Detectamos aí que a integração e conexão de uma rede de eventos, em nível nacional, focados na relação entre arte e cidade, mesmo que ainda não estruturada oficialmente, é maior do que imaginávamos, encontrando similaridades e peculiaridades com os demais eventos promovidos de forma independente por artistas-produtores. Apesar da contradição e conflito próprios ao termo independente – pois sabemos que não há independência total livre de correntes e suportes – foi possível vislumbrar em termos de escala as potências de autonomia imbricadas no fazer artístico auto-organizado em redes. Surpreendentemente, além disso, ficou evidente um retorno, acolhimento e entusiasmo muito mais caloroso dos participantes que não são de Brasília. Ao contrário do SPA, que se tornou uma iniciativa de Estado com o total suporte da prefeitura local, nunca tivemos apoio do governo daqui e somos um núcleo de artistas-articuladores promovendo um evento que se estabelece independentemente em sua concepção e perfil, apropriando-se de aporte financeiro externo que garanta a sua autonomia e não contrarie seus princípios.
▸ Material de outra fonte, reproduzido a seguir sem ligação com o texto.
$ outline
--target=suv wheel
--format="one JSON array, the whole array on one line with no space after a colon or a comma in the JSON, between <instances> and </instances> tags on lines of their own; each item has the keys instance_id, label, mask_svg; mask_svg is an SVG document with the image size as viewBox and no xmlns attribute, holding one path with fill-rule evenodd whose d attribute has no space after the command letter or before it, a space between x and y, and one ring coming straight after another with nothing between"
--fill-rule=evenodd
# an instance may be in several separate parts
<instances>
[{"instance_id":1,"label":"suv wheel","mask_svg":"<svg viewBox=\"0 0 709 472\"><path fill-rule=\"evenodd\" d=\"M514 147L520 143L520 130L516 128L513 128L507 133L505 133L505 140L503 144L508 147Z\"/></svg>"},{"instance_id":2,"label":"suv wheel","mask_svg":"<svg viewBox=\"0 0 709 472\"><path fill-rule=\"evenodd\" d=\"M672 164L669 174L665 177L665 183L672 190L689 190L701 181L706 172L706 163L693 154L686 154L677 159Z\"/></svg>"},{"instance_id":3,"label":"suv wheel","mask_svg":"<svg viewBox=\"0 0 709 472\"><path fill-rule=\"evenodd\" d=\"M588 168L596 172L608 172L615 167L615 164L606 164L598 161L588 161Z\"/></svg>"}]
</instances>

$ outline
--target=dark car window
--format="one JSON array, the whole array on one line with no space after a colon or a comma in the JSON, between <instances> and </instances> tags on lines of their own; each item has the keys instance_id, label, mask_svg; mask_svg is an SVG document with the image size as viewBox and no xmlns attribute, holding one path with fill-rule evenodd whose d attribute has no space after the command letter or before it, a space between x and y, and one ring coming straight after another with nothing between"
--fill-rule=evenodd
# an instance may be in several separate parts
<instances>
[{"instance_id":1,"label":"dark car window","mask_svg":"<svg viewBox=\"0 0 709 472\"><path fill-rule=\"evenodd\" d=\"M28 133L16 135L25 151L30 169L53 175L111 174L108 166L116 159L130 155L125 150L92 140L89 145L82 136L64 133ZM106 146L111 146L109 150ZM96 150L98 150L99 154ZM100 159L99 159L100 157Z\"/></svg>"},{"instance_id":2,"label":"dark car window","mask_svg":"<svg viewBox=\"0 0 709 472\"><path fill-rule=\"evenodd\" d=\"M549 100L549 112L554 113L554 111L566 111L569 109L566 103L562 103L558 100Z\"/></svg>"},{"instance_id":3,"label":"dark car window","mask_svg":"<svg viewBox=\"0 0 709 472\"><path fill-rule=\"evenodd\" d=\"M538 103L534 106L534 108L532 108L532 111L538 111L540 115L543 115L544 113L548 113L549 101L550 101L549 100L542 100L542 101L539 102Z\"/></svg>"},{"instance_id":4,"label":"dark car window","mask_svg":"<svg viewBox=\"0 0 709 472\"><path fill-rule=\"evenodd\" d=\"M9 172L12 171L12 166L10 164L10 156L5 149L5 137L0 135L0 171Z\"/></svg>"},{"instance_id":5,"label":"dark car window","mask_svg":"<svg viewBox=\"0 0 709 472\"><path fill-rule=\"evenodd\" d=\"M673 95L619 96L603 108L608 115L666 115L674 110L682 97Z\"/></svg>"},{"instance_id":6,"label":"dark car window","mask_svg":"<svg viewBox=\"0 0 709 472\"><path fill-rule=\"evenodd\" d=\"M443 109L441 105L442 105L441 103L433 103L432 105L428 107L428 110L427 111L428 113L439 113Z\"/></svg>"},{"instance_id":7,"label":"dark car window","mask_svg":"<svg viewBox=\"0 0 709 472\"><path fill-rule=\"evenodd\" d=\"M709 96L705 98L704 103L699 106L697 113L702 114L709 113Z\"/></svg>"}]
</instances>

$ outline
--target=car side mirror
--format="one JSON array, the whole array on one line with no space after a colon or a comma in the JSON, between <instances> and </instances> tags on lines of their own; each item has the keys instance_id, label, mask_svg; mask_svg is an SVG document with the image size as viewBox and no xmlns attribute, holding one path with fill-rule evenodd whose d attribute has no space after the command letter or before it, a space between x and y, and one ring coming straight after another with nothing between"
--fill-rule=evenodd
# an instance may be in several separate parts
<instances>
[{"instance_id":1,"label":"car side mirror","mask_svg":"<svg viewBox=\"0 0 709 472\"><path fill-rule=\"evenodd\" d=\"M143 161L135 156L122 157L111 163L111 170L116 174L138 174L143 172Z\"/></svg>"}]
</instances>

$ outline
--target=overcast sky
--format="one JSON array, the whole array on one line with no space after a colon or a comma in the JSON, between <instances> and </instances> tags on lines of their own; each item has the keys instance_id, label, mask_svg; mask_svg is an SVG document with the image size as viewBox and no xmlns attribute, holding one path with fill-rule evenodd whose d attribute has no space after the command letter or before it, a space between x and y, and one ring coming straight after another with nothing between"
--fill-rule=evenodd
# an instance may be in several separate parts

Tal autonomia, por um lado, garante a realização de ações em que, de fato, podemos decidir o que queremos em termos de produção e reflexão crítica em artes visuais, criando um espaço onde nos propomos a discutir formas de ação, produção, circulação e inserção sem um direcionamento

institucionalizado que determine o fazer de artistas e pesquisadores. Insatisfeitos, rompemos o monopólio das instituições, não só comprovando que os sistemas estabelecidos são insuficientes, mas também apontando para novas formas de se pensar e propor ações artísticas numa área em constante transformação. Uma das vantagens é que não é necessário esperar para fazer. Dada a redução do poder corporativo envolvido, podemos ser menos burocratizados, mais objetivos e arriscados, uma vez que somos os responsáveis pela ação. Não há agência reguladora. Para isso é preciso muito diálogo, bom senso e posicionamento crítico, ético, estético. Por outro lado, a independência e versatilidade de parcerias do projeto tornam-se seu próprio tendão de Aquiles, uma vez que ganhou uma dimensão que não se sustenta sem apoio financeiro e, portanto, está à mercê de seleção em editais públicos, deixando sempre incerta sua constância e sua manutenção. É como se sempre fosse sua primeira edição. E mais, sistemas “independentes” ou “autônomos” por vezes encontram entraves no tocante à formação de público e ampliação a seu acesso, encontrando nesse aspecto, no caso do Fora do Eixo, uma das principais tendências negativas. O novo, e até então incomum, necessita abrir caminhos e conquistar espaço aos poucos, familiarizando o público a tais formas artísticas e conquistando a flexibilização das instituições para que se aproximem dos artistas, das linguagens que transitam em outros lugares e suportes, e do público, seja ele qual for, esteja ele onde estiver.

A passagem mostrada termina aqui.